Have you ever watched Stephen Curry (NBA All-Star) shoot a long range three-pointer and it just beautifully splash through the net without even touching the rim? Or notice how he dances around his helpless defender and then (effortlessly) pulls back for a 30-foot rainmaker? As a son of a life-long basketball coach who spent hours upon hours in the driveway practicing every day, watching Mr. Curry perfect his trade with such ease is just a beautiful thing to witness. He has already put in the work behind the scenes, investing countless hours refining his craft. At this point in his career, hoisting up a seemingly half-court shot is accomplished with ease and joy. Extreme muscle memory has been acquired through practice, allowing for the distance and precision to become second nature to him.
This analogy isn’t perfect of course but it’s not entirely unlike the spiritual life. The Purgative state can be grueling at times. It’s hard work. A real death in ourselves takes place as we mortify our passions and desires to kill the disorder and selfishness within. We accept the daily crosses that come our way, dealing with the pain, sorrow, loss, sin, consequences of sin, setbacks, loss of friends, hardships and even persecution for our Christian faith. But over time the selfishness begins to die and the light of God brings with it a certain ease and joy about things.
When you do something over and over a habit forms, albeit good or bad. Actions that become habitually bad the Church calls vices; those habitually good we call virtues. Once a habit emerges into a virtue, the soul performs it with ease and joy! It’s no longer tedious and laborious. The grind that we undertake and the mortification that we put ourselves through has an end in mind...freedom and communion with divine love.
“Human virtues are firm attitudes, stable dispositions, habitual perfections of intellect and will that govern our actions, order our passions, and guide our conduct according to reason and faith. They make possible ease, self-mastery, and joy in leading a morally good life. The virtuous man is he who freely practices the good. The moral virtues are acquired by human effort. They are the fruit and seed of morally good acts; they dispose all the powers of the human being for communion with divine love” (CCC 1804).
When a soul begins the spiritual war against the flesh, the world, and the devil it has to work extremely hard to put forth the effort required. There is no way to shortchange the toil we went through along the journey so far. Upon reaching the Illuminative state things start to change and there is a much greater satisfaction and delight in the Spirit.
When you first choose to begin acting with humility in everything you do it may seem difficult, but eventually a joyful, humble soul arises. When you deliberately deny yourself through fasting, moderation starts becoming quite easy. As distractions are removed and replaced with firm resolutions for daily prayer, over time prayer becomes your favorite time of the day. A soul can truly and authentically become charitable, faithful, meek and pure of heart. In a word, a soul can become selfless, capable of being accomplished with great peace, ease and joy. This is a peace and joy the world simply cannot give, the state of grace that only comes from God and freely offered for each and every soul he has created.
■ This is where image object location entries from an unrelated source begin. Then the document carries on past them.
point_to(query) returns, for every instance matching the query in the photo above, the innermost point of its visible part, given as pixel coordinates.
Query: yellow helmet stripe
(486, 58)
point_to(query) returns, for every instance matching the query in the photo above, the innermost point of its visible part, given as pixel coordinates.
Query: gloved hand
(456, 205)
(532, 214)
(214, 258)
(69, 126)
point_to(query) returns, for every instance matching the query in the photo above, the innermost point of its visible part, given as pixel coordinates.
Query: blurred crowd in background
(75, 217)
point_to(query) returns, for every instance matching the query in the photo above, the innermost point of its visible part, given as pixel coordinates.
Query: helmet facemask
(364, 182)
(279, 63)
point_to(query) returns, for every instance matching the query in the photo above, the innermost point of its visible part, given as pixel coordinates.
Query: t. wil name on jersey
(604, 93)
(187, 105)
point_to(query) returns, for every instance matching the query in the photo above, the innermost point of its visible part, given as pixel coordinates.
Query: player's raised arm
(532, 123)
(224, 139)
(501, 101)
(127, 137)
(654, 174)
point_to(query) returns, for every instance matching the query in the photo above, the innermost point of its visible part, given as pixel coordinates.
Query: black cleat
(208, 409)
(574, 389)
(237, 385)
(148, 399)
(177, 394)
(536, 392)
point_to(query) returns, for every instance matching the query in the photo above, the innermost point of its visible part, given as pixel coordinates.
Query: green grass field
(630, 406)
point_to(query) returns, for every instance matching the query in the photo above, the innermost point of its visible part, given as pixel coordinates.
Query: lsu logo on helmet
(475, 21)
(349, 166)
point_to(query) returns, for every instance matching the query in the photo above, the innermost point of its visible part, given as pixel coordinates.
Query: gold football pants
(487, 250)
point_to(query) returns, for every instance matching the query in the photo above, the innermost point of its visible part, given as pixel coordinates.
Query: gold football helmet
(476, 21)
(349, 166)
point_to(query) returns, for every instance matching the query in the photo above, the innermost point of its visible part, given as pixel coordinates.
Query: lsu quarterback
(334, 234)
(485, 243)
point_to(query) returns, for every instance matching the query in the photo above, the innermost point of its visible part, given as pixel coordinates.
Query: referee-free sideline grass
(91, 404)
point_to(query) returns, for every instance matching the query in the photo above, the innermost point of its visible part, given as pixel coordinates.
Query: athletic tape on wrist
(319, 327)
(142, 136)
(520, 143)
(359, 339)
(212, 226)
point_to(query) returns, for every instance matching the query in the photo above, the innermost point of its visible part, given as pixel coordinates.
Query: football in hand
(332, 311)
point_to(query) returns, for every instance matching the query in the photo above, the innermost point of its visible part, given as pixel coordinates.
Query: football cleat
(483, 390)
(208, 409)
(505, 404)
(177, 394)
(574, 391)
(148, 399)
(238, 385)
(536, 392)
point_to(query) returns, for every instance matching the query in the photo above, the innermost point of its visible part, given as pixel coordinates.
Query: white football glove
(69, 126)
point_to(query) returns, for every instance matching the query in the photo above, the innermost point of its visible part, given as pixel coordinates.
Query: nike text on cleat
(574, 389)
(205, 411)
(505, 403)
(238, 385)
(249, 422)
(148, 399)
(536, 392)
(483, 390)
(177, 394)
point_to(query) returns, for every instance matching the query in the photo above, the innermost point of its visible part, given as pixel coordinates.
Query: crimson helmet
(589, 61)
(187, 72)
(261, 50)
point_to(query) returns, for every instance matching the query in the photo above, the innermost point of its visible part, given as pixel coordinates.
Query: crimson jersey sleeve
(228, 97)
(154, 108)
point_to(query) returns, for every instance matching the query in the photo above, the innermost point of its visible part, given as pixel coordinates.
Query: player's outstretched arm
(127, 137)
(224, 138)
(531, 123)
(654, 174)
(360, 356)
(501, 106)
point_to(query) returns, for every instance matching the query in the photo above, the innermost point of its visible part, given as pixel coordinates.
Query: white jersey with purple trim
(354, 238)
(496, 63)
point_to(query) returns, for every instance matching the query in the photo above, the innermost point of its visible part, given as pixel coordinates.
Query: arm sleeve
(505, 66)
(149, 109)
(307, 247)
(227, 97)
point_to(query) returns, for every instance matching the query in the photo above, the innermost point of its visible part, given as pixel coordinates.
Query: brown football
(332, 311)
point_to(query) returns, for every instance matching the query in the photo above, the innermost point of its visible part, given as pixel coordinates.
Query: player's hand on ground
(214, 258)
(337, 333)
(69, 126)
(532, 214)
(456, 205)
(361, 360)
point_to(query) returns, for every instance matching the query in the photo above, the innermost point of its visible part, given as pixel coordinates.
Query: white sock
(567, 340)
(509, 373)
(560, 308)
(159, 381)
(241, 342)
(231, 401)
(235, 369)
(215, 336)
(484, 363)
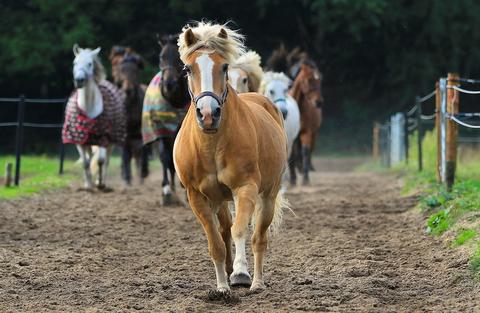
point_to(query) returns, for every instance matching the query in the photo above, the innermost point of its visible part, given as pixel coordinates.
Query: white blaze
(205, 64)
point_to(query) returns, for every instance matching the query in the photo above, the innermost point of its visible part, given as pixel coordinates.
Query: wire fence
(20, 124)
(447, 118)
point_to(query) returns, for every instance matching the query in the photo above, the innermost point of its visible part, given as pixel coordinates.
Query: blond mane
(249, 62)
(268, 77)
(207, 35)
“Human virtues [are] acquired...by deliberate acts and by a perseverance ever-renewed in repeated efforts are purified and elevated by divine grace. With God's help, they forge character and give facility in the practice of the good. The virtuous man is happy to practice them” (CCC 1810).
The human person is drawn to beauty with every experience of beauty pointing to infinity. This compelling power of the beautiful ultimately leads to truth. Therefore, many have said that it’s beauty itself that will transform the world.
Today we end with the following from Fr. Thomas Dubay, “Those who faithfully practice all the virtues, those patient through persecution, with purity of heart in a lust-filled society, those with a selfless and burning love for God and neighbor...A heroically holy man or woman is the pinnacle of visible creation. The saintly reach a splendor and beauty beyond all comparison. Selfless love is a reflection of the divine artist in action” (The Evidential Power of Beauty).
Go...be free and bring beauty into the world. May the light of his grace shine through you and be expressed in grace-filled virtue. Nothing is more beautiful!
• Continue all the spiritual practices.